Last year, a number of social commentators, concerned about welfare and soaring illegitimate birth rates among the poor, began a rash of attacks on the unwed, uneducated, unemployed mother.
Cancel her stipends, they said. Take her children and offer them for adoption if she can't provide a suitable home once her government checks are cut off. "The child deserves society's support," explained Charles Murray in a Wall Street Journal article. "The parent does not."
In Linda Gordon's "Pitied but Not Entitled: Single Mothers and the History of Welfare," we learn that these are not new arguments. Similar ones were made--and acted on--as early as the beginning of this century. We also learn that blaming the mother tends to worsen the very problems we wish to solve.

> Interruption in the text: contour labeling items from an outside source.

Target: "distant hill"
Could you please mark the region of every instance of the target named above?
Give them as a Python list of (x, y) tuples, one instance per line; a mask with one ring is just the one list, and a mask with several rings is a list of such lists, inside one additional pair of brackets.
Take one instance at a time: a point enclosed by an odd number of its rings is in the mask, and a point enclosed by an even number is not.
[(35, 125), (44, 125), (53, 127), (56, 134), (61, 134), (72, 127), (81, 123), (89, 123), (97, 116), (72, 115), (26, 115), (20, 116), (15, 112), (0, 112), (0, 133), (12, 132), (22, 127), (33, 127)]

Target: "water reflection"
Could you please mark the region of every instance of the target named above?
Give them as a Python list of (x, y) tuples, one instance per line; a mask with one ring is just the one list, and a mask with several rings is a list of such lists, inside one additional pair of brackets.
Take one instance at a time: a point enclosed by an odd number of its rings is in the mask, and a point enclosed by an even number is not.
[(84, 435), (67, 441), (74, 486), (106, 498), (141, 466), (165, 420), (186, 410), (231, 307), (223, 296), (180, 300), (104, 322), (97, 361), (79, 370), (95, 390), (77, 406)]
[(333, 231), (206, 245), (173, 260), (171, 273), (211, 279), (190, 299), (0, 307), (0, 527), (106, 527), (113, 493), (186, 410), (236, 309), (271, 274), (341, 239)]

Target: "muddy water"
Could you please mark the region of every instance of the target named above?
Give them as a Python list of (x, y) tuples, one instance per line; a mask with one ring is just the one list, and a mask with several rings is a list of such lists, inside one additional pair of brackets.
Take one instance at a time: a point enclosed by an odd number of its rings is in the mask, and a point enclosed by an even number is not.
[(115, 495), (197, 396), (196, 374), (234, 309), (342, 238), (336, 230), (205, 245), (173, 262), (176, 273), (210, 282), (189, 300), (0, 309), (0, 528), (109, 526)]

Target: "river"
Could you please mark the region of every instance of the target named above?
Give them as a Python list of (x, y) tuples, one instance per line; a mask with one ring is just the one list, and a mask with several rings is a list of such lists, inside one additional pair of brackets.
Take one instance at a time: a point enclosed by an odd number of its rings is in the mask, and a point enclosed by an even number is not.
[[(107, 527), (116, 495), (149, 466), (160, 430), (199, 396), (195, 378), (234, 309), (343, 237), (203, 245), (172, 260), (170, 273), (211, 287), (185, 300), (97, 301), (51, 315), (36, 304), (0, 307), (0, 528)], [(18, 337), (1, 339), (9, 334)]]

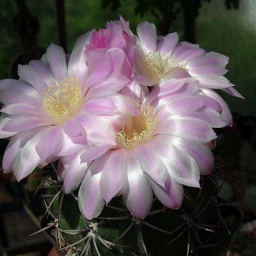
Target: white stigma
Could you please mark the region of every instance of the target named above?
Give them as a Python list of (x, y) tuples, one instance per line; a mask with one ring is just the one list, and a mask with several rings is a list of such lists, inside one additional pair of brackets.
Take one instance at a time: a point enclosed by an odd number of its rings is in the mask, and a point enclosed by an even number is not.
[(57, 124), (74, 116), (83, 104), (79, 80), (74, 76), (52, 84), (42, 95), (44, 111)]
[(146, 76), (156, 83), (166, 72), (172, 68), (181, 67), (187, 70), (186, 64), (178, 60), (174, 55), (166, 56), (157, 51), (154, 53), (143, 54), (144, 65), (143, 67)]
[(120, 148), (132, 149), (151, 138), (157, 124), (154, 109), (149, 104), (139, 106), (139, 115), (125, 119), (124, 131), (116, 135)]

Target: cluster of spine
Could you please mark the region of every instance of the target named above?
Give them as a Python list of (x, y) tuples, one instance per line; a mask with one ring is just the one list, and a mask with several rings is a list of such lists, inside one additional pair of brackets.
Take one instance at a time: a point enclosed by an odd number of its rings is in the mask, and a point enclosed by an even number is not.
[(178, 209), (166, 207), (156, 198), (148, 215), (139, 219), (119, 196), (98, 217), (87, 220), (79, 210), (76, 191), (65, 194), (55, 172), (49, 171), (39, 187), (50, 192), (41, 195), (47, 224), (41, 231), (51, 233), (59, 251), (68, 256), (200, 256), (209, 249), (216, 253), (216, 247), (224, 246), (224, 235), (231, 238), (231, 227), (226, 219), (230, 207), (220, 201), (213, 176), (201, 177), (201, 189), (184, 186)]

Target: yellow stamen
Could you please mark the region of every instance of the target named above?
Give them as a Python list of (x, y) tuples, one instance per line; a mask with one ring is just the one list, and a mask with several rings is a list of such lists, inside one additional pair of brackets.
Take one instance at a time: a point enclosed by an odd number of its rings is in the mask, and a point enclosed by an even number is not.
[(117, 145), (120, 148), (132, 149), (145, 143), (150, 139), (156, 128), (154, 109), (149, 104), (139, 106), (139, 115), (126, 119), (124, 131), (116, 135)]
[(74, 76), (52, 84), (42, 94), (44, 111), (58, 124), (76, 115), (82, 104), (79, 80)]
[(169, 70), (178, 67), (188, 70), (186, 64), (177, 60), (175, 55), (166, 56), (158, 51), (154, 53), (143, 54), (144, 57), (143, 69), (148, 77), (158, 83), (160, 79)]

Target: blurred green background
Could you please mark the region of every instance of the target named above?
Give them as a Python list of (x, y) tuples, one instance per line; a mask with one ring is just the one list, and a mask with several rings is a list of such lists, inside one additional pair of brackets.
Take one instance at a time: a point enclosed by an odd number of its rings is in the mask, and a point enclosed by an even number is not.
[[(173, 1), (172, 10), (177, 12), (175, 13), (175, 19), (168, 28), (169, 32), (177, 31), (180, 40), (183, 40), (186, 38), (184, 14), (182, 9), (180, 11), (179, 9), (179, 1), (183, 5), (186, 4), (187, 7), (190, 5), (191, 7), (189, 9), (192, 15), (197, 16), (195, 42), (207, 52), (214, 51), (230, 57), (227, 66), (230, 71), (226, 76), (236, 85), (236, 89), (246, 99), (244, 101), (221, 93), (232, 112), (255, 117), (256, 1), (239, 0), (238, 9), (234, 8), (238, 0)], [(15, 28), (17, 24), (14, 25), (14, 18), (18, 14), (17, 2), (17, 0), (1, 0), (0, 3), (0, 79), (10, 77), (12, 62), (22, 50), (20, 34), (17, 28)], [(105, 28), (107, 21), (119, 19), (119, 15), (125, 20), (129, 20), (130, 28), (134, 33), (137, 25), (143, 20), (157, 25), (160, 23), (160, 20), (164, 23), (163, 12), (166, 9), (165, 5), (167, 2), (169, 4), (171, 2), (165, 0), (65, 0), (67, 52), (71, 52), (79, 35), (93, 29)], [(38, 20), (40, 28), (35, 38), (41, 52), (45, 52), (52, 42), (59, 44), (55, 1), (26, 0), (26, 3), (30, 13)], [(150, 6), (153, 7), (150, 9)], [(167, 14), (169, 11), (166, 9)], [(158, 30), (158, 35), (161, 34), (160, 30)]]

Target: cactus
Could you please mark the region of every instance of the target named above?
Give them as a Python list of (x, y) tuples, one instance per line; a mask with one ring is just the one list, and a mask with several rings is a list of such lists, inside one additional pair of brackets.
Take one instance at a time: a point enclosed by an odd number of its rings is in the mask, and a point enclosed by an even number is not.
[[(179, 209), (168, 208), (156, 198), (148, 215), (139, 219), (129, 212), (119, 196), (92, 220), (85, 219), (79, 211), (77, 189), (65, 194), (55, 172), (42, 177), (40, 187), (51, 188), (55, 193), (43, 196), (48, 224), (42, 230), (51, 230), (64, 255), (205, 255), (209, 248), (212, 251), (215, 247), (220, 249), (224, 234), (229, 241), (230, 228), (237, 226), (236, 212), (236, 225), (228, 227), (224, 218), (230, 214), (225, 216), (224, 212), (230, 207), (218, 197), (219, 188), (212, 175), (201, 177), (201, 189), (184, 186), (184, 200)], [(42, 186), (46, 181), (50, 185)], [(47, 197), (51, 198), (49, 204)]]

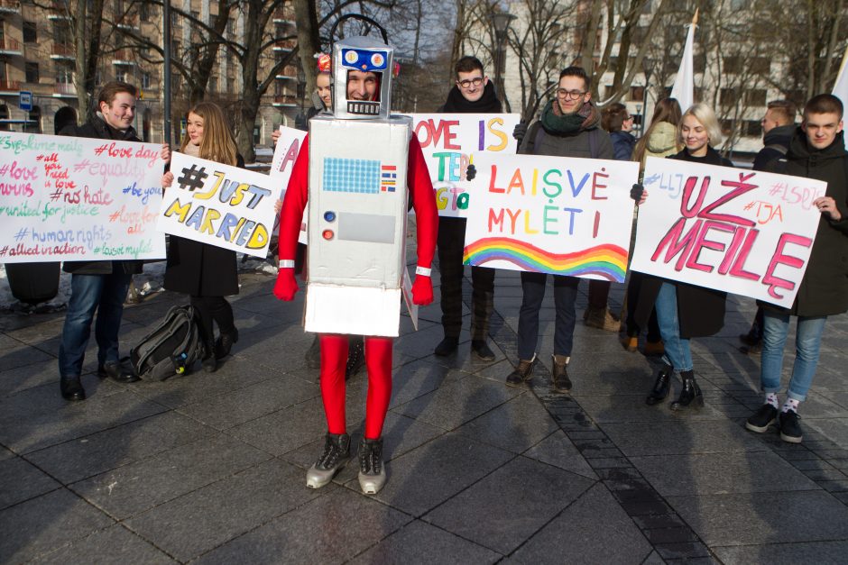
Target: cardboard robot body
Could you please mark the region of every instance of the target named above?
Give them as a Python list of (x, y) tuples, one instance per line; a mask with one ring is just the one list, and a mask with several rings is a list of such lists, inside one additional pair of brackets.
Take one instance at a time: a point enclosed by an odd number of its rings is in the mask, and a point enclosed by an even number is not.
[(408, 116), (309, 121), (308, 332), (398, 335), (411, 134)]

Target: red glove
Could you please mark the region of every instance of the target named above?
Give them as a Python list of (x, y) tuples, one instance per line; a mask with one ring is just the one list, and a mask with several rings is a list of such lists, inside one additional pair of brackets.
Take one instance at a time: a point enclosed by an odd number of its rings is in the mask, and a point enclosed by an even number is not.
[[(277, 273), (277, 283), (274, 285), (274, 296), (280, 300), (290, 302), (294, 300), (294, 295), (300, 289), (298, 281), (294, 278), (294, 269), (281, 269)], [(430, 296), (432, 296), (432, 292), (430, 292)]]
[(433, 302), (433, 281), (429, 277), (416, 275), (412, 283), (412, 304), (426, 306)]

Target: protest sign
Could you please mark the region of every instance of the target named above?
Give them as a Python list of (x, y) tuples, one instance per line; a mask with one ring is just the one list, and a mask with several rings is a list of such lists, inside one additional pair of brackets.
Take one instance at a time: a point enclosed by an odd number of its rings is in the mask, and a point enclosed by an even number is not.
[(465, 264), (624, 280), (637, 163), (482, 153), (475, 163)]
[[(274, 147), (274, 156), (271, 161), (271, 171), (268, 173), (273, 177), (279, 187), (277, 198), (282, 200), (286, 195), (286, 188), (289, 187), (289, 179), (291, 178), (291, 169), (294, 169), (294, 161), (298, 159), (300, 152), (300, 147), (303, 145), (303, 140), (306, 138), (306, 132), (288, 128), (284, 125), (280, 126), (280, 139), (277, 140), (277, 145)], [(300, 223), (300, 233), (298, 241), (301, 243), (307, 242), (307, 218), (309, 217), (309, 207), (303, 211), (303, 221)], [(273, 233), (277, 233), (280, 229), (280, 215), (274, 218)]]
[(413, 114), (412, 127), (421, 144), (436, 191), (438, 215), (464, 218), (473, 202), (465, 178), (469, 164), (484, 153), (514, 155), (512, 130), (519, 114)]
[(0, 135), (0, 262), (162, 259), (161, 146)]
[(174, 153), (171, 171), (174, 182), (162, 198), (160, 231), (265, 258), (274, 178), (183, 153)]
[(649, 158), (631, 269), (789, 307), (827, 184)]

Gordon, a professor of American history at the University of Wisconsin, recounts the groundbreaking political and professional histories that propelled the "mothers' aid" movement, an organized campaign that sought public assistance for destitute single mothers. At the same time, she exposes the gender and racial biases embedded in those histories, cultural biases that have crippled our efforts to help the most needy of American families--female-headed households.
Until the New Deal Era, the mothers' aid movement was essentially a white women's affair led by well-intentioned, well-to-do feminists, Gordon writes. Once Franklin Roosevelt funded a national public assistance program, though, white male politicos wrested control of the movement away from their white female counterparts.

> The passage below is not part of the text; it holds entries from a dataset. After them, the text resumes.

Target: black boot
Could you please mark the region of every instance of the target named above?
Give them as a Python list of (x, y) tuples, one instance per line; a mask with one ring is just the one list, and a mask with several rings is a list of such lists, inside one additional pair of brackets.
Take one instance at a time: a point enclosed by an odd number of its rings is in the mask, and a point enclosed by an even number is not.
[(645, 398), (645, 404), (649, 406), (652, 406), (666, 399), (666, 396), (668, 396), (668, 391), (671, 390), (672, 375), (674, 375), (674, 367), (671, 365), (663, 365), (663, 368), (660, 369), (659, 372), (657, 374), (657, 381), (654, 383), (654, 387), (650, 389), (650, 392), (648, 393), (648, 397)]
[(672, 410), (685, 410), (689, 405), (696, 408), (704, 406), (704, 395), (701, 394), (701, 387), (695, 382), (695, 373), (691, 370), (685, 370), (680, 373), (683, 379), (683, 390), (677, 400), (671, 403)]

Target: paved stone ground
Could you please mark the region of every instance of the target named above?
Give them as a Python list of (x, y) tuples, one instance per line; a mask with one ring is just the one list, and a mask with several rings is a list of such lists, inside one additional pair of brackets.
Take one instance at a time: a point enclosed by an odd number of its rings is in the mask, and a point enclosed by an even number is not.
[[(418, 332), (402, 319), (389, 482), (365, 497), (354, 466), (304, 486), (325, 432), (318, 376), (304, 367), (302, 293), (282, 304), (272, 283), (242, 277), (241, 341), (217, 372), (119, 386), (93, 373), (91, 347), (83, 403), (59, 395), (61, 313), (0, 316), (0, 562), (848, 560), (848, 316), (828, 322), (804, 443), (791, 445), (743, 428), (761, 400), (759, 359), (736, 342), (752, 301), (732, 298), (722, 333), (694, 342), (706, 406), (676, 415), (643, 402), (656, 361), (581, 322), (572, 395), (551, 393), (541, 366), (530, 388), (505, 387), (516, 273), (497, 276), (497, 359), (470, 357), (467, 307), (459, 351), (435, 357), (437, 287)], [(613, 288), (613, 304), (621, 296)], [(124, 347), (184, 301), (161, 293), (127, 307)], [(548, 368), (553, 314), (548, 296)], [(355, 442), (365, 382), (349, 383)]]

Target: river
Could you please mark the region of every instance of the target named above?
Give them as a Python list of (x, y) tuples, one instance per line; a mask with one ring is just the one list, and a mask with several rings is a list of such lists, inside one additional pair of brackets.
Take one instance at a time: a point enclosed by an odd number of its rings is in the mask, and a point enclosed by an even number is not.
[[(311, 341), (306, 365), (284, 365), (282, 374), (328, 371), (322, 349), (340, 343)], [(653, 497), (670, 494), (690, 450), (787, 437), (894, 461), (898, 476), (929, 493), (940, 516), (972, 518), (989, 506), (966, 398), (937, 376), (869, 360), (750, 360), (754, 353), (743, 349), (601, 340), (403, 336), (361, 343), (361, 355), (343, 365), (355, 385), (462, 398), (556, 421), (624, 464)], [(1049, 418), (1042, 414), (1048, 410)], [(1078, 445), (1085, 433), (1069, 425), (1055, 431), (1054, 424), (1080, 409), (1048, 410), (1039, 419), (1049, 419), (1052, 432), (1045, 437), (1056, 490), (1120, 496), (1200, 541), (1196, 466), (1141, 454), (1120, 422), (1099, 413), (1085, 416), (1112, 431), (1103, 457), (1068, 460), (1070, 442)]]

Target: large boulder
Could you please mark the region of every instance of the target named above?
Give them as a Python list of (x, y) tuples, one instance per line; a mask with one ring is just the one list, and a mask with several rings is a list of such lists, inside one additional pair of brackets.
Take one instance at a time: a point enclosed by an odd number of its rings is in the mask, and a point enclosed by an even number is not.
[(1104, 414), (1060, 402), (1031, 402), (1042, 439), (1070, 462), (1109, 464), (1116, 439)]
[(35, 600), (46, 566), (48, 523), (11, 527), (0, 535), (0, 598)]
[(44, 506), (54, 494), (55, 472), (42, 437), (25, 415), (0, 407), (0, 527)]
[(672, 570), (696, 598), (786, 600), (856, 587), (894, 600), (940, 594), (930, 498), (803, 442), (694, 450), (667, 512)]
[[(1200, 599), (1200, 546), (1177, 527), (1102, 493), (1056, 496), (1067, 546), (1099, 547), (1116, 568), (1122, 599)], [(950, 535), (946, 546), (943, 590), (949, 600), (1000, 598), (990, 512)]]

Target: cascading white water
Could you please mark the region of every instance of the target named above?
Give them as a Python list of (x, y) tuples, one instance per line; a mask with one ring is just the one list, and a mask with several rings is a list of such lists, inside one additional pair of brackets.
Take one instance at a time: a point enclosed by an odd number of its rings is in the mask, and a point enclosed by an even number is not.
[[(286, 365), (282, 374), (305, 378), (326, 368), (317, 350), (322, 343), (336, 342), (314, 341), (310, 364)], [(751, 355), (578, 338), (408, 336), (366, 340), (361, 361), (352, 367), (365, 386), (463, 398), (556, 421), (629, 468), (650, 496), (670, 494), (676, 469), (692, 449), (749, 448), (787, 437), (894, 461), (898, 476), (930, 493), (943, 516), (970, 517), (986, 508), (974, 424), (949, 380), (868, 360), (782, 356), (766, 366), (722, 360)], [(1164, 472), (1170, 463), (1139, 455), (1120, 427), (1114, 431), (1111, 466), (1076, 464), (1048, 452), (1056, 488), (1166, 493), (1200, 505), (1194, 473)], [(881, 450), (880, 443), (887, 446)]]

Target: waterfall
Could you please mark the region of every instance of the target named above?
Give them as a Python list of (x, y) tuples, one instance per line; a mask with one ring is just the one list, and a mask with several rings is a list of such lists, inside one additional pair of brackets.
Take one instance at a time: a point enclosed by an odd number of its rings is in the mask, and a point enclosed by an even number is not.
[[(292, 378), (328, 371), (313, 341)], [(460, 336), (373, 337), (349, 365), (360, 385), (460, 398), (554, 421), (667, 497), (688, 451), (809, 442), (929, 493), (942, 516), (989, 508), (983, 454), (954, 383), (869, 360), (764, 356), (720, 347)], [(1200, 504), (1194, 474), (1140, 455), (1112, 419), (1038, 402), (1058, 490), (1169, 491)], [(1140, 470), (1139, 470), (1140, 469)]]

Before the Social Security Act of 1935--the law that federalized social provisions, including public aid to single mothers and children, now known as AFDC--the feminists had gained considerable influence, having virtually shaped what became the welfare state. They had also created the social-work profession.

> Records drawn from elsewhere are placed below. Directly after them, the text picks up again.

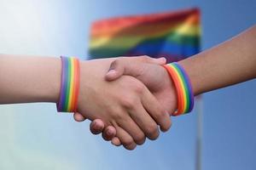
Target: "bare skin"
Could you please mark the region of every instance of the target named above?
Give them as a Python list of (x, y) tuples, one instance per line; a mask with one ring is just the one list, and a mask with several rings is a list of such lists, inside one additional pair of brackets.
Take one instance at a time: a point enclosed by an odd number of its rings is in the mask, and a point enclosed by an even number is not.
[[(149, 90), (136, 78), (125, 76), (106, 82), (104, 75), (113, 59), (81, 61), (78, 111), (93, 121), (101, 119), (116, 129), (128, 150), (148, 137), (156, 139), (171, 121)], [(158, 61), (157, 61), (158, 62)], [(60, 95), (61, 60), (52, 57), (0, 55), (0, 104), (53, 102)]]

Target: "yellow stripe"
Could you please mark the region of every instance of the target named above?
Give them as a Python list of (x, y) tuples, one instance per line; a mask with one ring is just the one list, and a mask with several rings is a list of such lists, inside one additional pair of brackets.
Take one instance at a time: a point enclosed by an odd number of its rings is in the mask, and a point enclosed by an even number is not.
[[(108, 44), (108, 47), (111, 48), (131, 48), (134, 44), (140, 42), (145, 38), (155, 38), (161, 36), (165, 36), (167, 32), (174, 33), (181, 36), (200, 36), (201, 27), (199, 26), (192, 26), (191, 24), (183, 24), (174, 29), (167, 30), (165, 32), (160, 32), (152, 36), (128, 36), (128, 37), (115, 37), (115, 36), (102, 36), (100, 37), (92, 37), (90, 42), (90, 48), (95, 48)], [(111, 42), (111, 43), (109, 43)], [(108, 44), (109, 43), (109, 44)]]
[(69, 95), (69, 99), (68, 99), (68, 111), (71, 111), (71, 103), (72, 103), (72, 99), (73, 96), (73, 86), (74, 86), (74, 82), (73, 82), (73, 78), (74, 78), (74, 59), (72, 57), (71, 58), (71, 73), (70, 73), (70, 95)]

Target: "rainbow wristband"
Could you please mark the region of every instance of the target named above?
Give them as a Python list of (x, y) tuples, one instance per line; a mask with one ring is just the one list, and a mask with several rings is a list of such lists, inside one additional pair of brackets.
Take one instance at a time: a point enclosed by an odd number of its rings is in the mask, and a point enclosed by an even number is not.
[(177, 90), (177, 110), (173, 116), (190, 112), (194, 107), (194, 94), (186, 71), (176, 62), (167, 64), (164, 67), (167, 70)]
[(61, 87), (60, 99), (57, 103), (59, 112), (75, 112), (77, 110), (78, 96), (80, 85), (79, 60), (74, 57), (61, 56)]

Yet the public assistance programs they developed for their poorer sisters were paltry, far less generous than those in most other Western nations. America's female elite, Gordon tells us, shortchanged America's less privileged women.
Women in the mothers' aid movement were victims of a culture supported by a number of obdurate beliefs about race, class and the role of women in society. Largely because these feminists could not transcend these beliefs and were thus willing to accept a subordinate view of women, we are now living with their legacy, a two-tier system of public assistance.